A ausência de pagamento das multas ambientais também é alvo de críticas pelos acionistas. Segundo publicizado, a Vale soma quase R$ 142 milhões em multas desde 2014, valor que permanece completamente em aberto. A situação mostra-se ainda mais escandalosa ao comparar o montante devido com o lucro de seus empreendimentos: o valor total das multas em aberto representa apenas 0,05% do valor de mercado da mineradora, e 2,46% de seu lucro líquido registrado no terceiro trimestre de 2018. A ausência de quitação representa, para os acionistas, má-fé na gestão dos empreendimentos da empresa, que redunda na busca da judicialização e consequente desgaste da imagem, manutenção dos passivos ambientais, e aumento dos custos para a própria empresa.

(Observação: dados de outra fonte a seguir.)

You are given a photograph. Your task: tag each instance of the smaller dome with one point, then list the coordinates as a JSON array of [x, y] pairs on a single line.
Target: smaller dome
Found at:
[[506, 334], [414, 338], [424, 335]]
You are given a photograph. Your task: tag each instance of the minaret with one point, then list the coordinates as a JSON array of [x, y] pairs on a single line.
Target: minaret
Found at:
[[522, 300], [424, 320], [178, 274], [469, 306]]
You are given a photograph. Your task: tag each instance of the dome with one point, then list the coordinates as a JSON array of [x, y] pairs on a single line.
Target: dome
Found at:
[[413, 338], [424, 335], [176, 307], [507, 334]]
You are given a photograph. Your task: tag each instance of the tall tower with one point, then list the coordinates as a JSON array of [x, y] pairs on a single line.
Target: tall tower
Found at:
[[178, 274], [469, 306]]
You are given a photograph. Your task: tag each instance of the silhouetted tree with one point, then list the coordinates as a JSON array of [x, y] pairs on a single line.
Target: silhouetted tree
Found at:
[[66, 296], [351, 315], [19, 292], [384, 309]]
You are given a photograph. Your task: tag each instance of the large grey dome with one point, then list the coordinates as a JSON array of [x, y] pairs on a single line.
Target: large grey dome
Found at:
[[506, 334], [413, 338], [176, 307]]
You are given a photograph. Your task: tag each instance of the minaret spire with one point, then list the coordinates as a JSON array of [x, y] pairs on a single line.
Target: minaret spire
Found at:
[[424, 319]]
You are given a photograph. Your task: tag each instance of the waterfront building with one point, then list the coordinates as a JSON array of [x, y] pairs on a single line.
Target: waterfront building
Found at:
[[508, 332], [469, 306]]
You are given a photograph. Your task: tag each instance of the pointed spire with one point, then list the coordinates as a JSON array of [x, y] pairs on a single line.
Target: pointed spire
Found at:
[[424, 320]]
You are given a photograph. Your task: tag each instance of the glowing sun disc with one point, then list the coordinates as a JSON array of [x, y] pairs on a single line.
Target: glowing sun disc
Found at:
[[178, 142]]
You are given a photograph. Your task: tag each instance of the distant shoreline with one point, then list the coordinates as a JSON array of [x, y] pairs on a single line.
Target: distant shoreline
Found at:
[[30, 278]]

Há, ainda, indícios graves de ilícitos de manipulação de mercado. Ao ocultar de seus investidores os riscos de seus empreendimentos, a Vale acaba gerando uma valorização artificial e enganosa de seus ativos, que sofrem brusca variação a cada evento desastroso que a empresa protagoniza. Esta suspeita foi alvo de pedido de investigação junto à Comissão de Valores Mobiliários, protocolado pelos acionistas críticos logo após o rompimento da barragem de rejeitos em Brumadinho. A denúncia também ressaltou a falta de transparência da empresa em expor os riscos atrelados a outros importantes negócios, como a ocultação da decisão judicial que implicou na paralisação do empreendimento Onça Puma, em setembro de 2017.

Os acionistas da Articulação também encaminharam, em 5 de fevereiro, um pedido de destituição do Diretor Presidente da Vale ao Conselho de Administração, mas a empresa demorou ainda um mês até efetivar seu afastamento. “O Conselho deve explicações sobre as razões de somente ter substituído o CEO e demais executivos diretamente implicados em 02 de Março, depois de mais de um mês do fato e somente após recomendação contundente das instituições de justiça e de investigação, ignorando um pedido realizado pelos acionistas da Articulação”, afirma Danilo Chammas, acionista e integrante da Articulação. O afastamento da diretoria da Vale foi desde o início frisado pelos membros da Articulação, e será novamente colocado como um ponto central para os acionistas, visto como essencial para a lisura dos procedimentos de investigação acerca do crime em Brumadinho.

“Diversos dos pontos que abordaremos na Assembleia não são novos. Há anos vimos apontando a gravidade do modelo de gestão que a Vale implementa, e hoje podemos dizer, mais do que nunca, que este é um negócio que custa a vida das pessoas”, declara Ana Paula Santos, acionista e integrante da Articulação dos Atingidos e Atingidas pela Vale. “Violações e mortes não ocorrem apenas nos desastres de Minas Gerais, são eventos frequentes em todos os locais onde a Vale atua, como é o caso do Corredor Carajás. Nas regiões norte e nordeste, o cenário tende a se agravar com o incremento das operações da Vale após os desastres do quadrilátero ferrífero”. Os acionistas asseveram que é necessária a moratória das atividades da empresa até que a gravidade do quadro seja comprovadamente superada. “Demandamos a paralisação imediata das atividades da empresa. E fazemos um chamado aos demais investidores: lavem as suas mãos desta lama. É inaceitável que fundos que administram as contribuições de milhões de funcionários de empresas públicas façam vistas grossas a violações de tamanha gravidade sem que haja uma cobrança efetiva nos espaços corporativos da mineradora”, finaliza.